Romanian - a Romance language
Like most European languages, Romanian belongs to the Indo-European language family.

As the name Romanian already suggests, it belongs to the subgroup of Romance languages, as it has developed from the "mother tongue" Latin, similar to Italian, Portuguese or French. So if you already have knowledge of another Romance language or Latin, this will certainly bring you advantages in learning.

How similar the Romance languages ​​are in some cases can be seen in the following table:

1, 2, 3 - in the Romance languages
























But how did Romanian develop from Latin?
The province of Dacia, today's Romania, was part of the Roman Empire from 107 AD to 271 AD and was "Romanized" in this relatively short period of 165 years, ie the population adopted the language and the cultural renewals of the Romans.

However, it should not be forgotten that the Roman soldiers and governors spoke by no means classical Latin, but a colloquial and therefore simplified version, vulgar Latin. Why Latin "prevailed" despite the relatively short period of occupation and not, as in Germany or England, for example, did not leave any traces in the language except for a few place names, has not yet been clearly clarified.

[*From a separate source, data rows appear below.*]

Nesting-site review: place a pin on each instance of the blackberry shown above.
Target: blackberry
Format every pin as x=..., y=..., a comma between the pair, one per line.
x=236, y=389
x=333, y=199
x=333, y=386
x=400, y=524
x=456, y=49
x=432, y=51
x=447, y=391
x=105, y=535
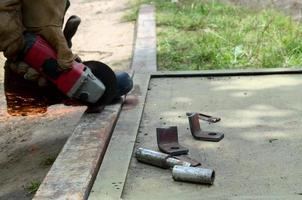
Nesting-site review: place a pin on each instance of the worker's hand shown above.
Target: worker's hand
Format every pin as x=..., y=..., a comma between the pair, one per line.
x=45, y=17
x=29, y=73
x=11, y=28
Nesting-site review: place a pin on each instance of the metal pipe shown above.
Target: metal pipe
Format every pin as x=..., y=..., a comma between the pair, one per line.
x=193, y=174
x=173, y=162
x=158, y=159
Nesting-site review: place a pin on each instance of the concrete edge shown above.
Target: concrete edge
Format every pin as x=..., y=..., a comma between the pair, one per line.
x=109, y=184
x=144, y=53
x=72, y=174
x=231, y=72
x=113, y=172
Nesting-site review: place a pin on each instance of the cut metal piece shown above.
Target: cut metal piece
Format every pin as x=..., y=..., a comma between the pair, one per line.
x=185, y=158
x=167, y=141
x=205, y=117
x=193, y=174
x=200, y=134
x=158, y=159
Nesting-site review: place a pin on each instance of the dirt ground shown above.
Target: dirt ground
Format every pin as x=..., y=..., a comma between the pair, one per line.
x=29, y=144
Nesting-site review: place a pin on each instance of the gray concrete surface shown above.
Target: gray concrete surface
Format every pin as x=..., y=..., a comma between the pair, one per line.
x=260, y=156
x=27, y=141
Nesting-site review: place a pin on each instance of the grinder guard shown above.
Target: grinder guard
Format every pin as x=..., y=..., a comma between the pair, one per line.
x=88, y=84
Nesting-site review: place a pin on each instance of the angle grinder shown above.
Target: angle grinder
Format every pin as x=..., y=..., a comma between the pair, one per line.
x=91, y=83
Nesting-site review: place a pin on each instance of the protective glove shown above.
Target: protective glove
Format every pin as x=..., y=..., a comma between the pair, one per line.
x=28, y=73
x=45, y=17
x=11, y=28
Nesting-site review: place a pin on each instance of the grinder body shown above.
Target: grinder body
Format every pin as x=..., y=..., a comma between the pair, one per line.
x=77, y=83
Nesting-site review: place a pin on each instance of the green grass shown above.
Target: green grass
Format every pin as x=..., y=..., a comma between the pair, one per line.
x=196, y=35
x=33, y=187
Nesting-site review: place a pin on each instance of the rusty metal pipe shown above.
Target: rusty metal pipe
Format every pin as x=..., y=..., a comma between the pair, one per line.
x=193, y=174
x=158, y=159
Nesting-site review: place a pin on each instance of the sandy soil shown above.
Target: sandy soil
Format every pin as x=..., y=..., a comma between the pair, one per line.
x=26, y=142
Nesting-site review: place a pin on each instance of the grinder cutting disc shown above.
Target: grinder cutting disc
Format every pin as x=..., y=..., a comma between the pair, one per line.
x=108, y=78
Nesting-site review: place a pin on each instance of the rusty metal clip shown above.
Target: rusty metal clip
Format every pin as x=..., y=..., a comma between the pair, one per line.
x=167, y=141
x=200, y=134
x=205, y=117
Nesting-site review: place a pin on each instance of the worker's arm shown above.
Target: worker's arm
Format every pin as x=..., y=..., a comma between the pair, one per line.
x=45, y=18
x=11, y=28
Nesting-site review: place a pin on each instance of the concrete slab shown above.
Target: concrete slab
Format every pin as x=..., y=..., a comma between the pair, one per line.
x=260, y=156
x=144, y=54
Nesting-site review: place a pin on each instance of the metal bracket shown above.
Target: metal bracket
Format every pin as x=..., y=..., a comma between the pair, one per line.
x=167, y=141
x=200, y=134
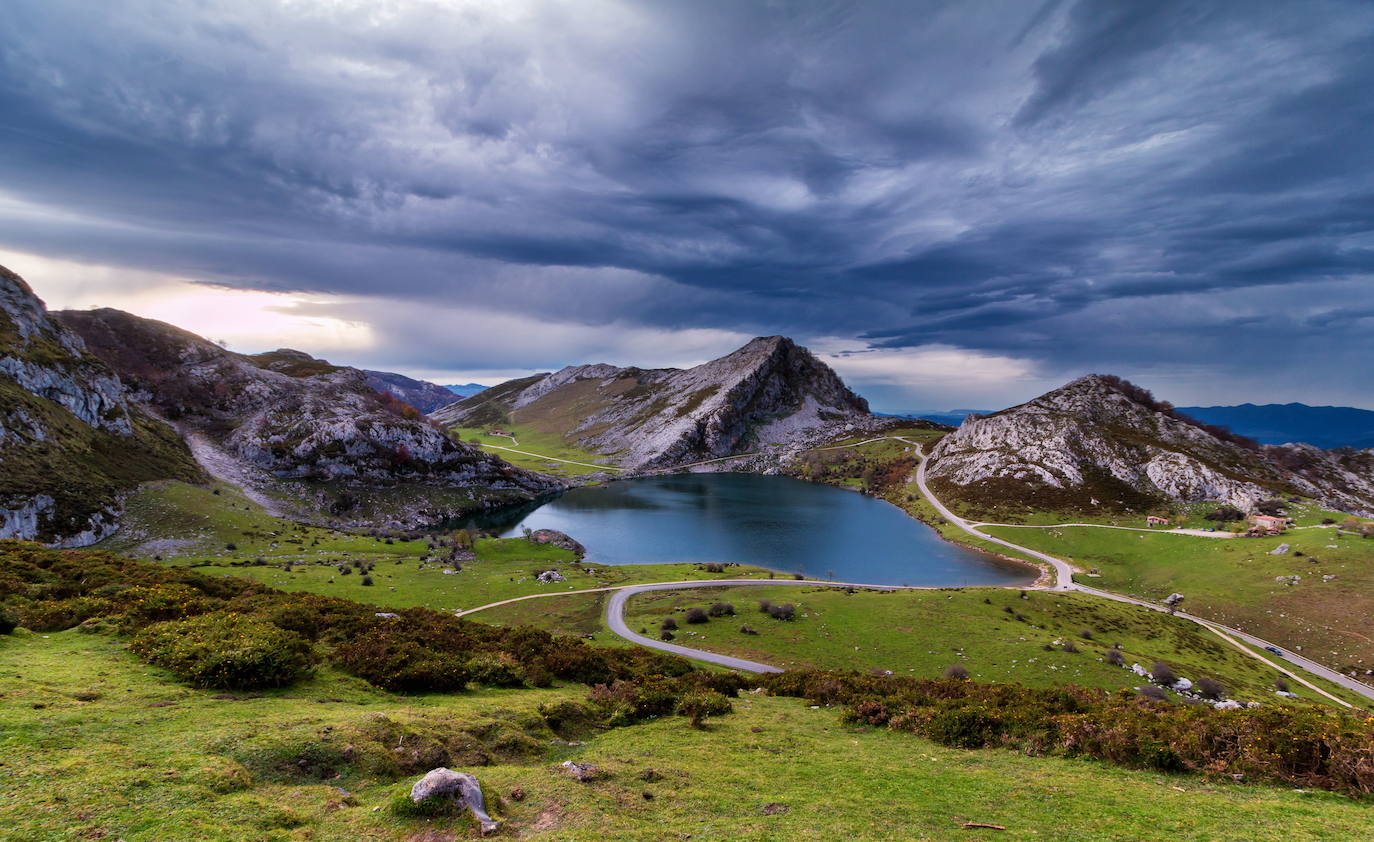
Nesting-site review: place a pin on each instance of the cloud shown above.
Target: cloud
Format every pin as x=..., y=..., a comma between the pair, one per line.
x=1006, y=179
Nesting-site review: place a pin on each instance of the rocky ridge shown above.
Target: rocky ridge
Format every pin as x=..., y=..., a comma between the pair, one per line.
x=768, y=393
x=72, y=442
x=291, y=415
x=1099, y=442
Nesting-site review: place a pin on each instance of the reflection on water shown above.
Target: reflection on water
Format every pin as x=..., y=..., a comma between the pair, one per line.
x=774, y=522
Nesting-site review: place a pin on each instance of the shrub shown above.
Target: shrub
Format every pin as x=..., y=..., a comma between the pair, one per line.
x=1163, y=673
x=783, y=611
x=1211, y=688
x=226, y=650
x=399, y=658
x=701, y=703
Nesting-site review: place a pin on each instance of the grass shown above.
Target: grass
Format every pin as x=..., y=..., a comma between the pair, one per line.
x=922, y=632
x=1233, y=581
x=99, y=746
x=546, y=444
x=188, y=525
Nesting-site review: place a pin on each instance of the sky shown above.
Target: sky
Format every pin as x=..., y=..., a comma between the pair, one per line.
x=954, y=203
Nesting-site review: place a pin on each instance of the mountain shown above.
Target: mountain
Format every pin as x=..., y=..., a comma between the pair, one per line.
x=72, y=441
x=1101, y=442
x=771, y=392
x=422, y=394
x=286, y=415
x=951, y=418
x=465, y=389
x=1278, y=423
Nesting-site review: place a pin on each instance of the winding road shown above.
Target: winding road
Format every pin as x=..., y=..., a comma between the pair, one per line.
x=1060, y=572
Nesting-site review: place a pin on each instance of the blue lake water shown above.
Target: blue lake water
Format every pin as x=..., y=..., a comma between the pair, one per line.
x=775, y=522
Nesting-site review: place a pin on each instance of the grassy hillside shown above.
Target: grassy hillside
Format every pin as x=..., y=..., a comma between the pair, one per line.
x=1234, y=581
x=80, y=467
x=142, y=758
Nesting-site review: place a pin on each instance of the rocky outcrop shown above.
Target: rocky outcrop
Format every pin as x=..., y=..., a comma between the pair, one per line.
x=290, y=414
x=422, y=394
x=72, y=442
x=768, y=393
x=1101, y=442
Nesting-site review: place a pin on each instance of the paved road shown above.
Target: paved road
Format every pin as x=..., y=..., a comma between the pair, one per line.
x=1064, y=581
x=616, y=616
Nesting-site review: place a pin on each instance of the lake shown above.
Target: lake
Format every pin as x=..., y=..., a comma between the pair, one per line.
x=775, y=522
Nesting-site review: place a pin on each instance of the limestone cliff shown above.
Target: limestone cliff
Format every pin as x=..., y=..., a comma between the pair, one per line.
x=1101, y=442
x=291, y=415
x=72, y=442
x=770, y=392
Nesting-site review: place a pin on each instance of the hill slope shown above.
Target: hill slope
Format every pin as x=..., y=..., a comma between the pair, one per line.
x=1104, y=444
x=291, y=415
x=770, y=392
x=1281, y=423
x=70, y=440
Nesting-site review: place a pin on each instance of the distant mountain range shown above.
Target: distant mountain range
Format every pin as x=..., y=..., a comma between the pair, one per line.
x=1282, y=423
x=941, y=416
x=466, y=389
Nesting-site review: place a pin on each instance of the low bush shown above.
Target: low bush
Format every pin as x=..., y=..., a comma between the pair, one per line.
x=226, y=650
x=400, y=658
x=1163, y=673
x=783, y=611
x=1297, y=746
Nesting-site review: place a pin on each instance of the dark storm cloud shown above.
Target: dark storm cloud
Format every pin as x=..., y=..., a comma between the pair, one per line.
x=1016, y=179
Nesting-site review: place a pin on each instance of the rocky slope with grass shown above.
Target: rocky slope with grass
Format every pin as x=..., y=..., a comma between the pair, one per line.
x=294, y=416
x=768, y=393
x=1102, y=444
x=72, y=442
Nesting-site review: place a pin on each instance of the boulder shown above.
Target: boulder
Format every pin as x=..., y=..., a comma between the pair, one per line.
x=459, y=786
x=557, y=539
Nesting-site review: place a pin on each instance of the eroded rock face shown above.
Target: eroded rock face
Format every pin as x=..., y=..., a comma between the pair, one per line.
x=557, y=539
x=72, y=441
x=289, y=414
x=771, y=392
x=52, y=363
x=459, y=786
x=1090, y=442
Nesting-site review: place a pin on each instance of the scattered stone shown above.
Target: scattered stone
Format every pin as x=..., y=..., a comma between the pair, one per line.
x=583, y=772
x=557, y=539
x=459, y=786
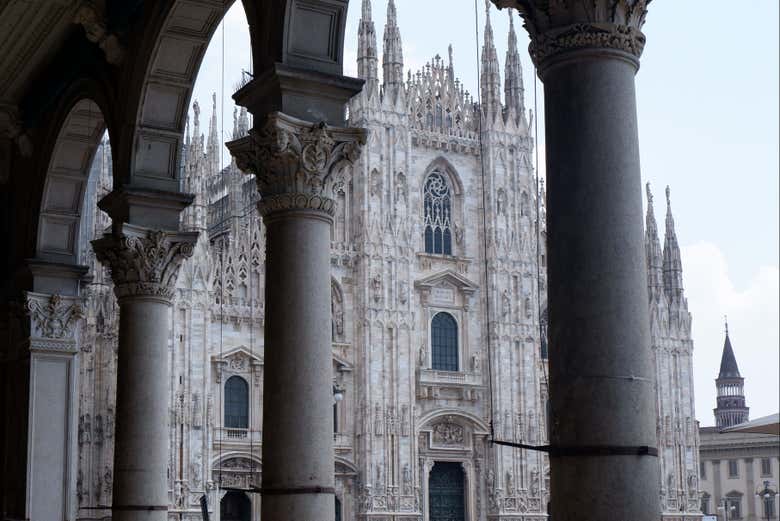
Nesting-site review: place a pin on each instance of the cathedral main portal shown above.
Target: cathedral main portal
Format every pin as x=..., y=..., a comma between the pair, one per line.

Slavic influences on Romanian
Romanian is not only one of the Romance languages, but also part of the so-called Balkan languages, as it has of course been in close contact with the languages ​​of the neighboring countries for centuries and has adopted so many characteristics from them.

As in the rest of Southeastern Europe, the cultural languages ​​in Romania were not Latin, but Greek and Church Slavonic. This means that access to education could only take place through these languages ​​and, for example, services were held in Church Slavonic and not in Romanian. For this reason, Romanian was written in the Cyrillic script well into the 19th century.

In the course of the national movement in the 19th century, the Romance origin of the language was more emphasized and the Latin script was introduced as a symbol of cultural identity. However, you had to add a few special characters to the Latin alphabet, which we will introduce to you in the chapter on the alphabet.

In Moldova, which belonged to the territory of the former Soviet Union, the Cyrillic script was only abandoned at the end of the Soviet era.

Romanian can therefore also be described as a language with two kinds of relationship: Romanian is a Romance language by origin, but it has developed in close contact with the non-Romance Balkan languages.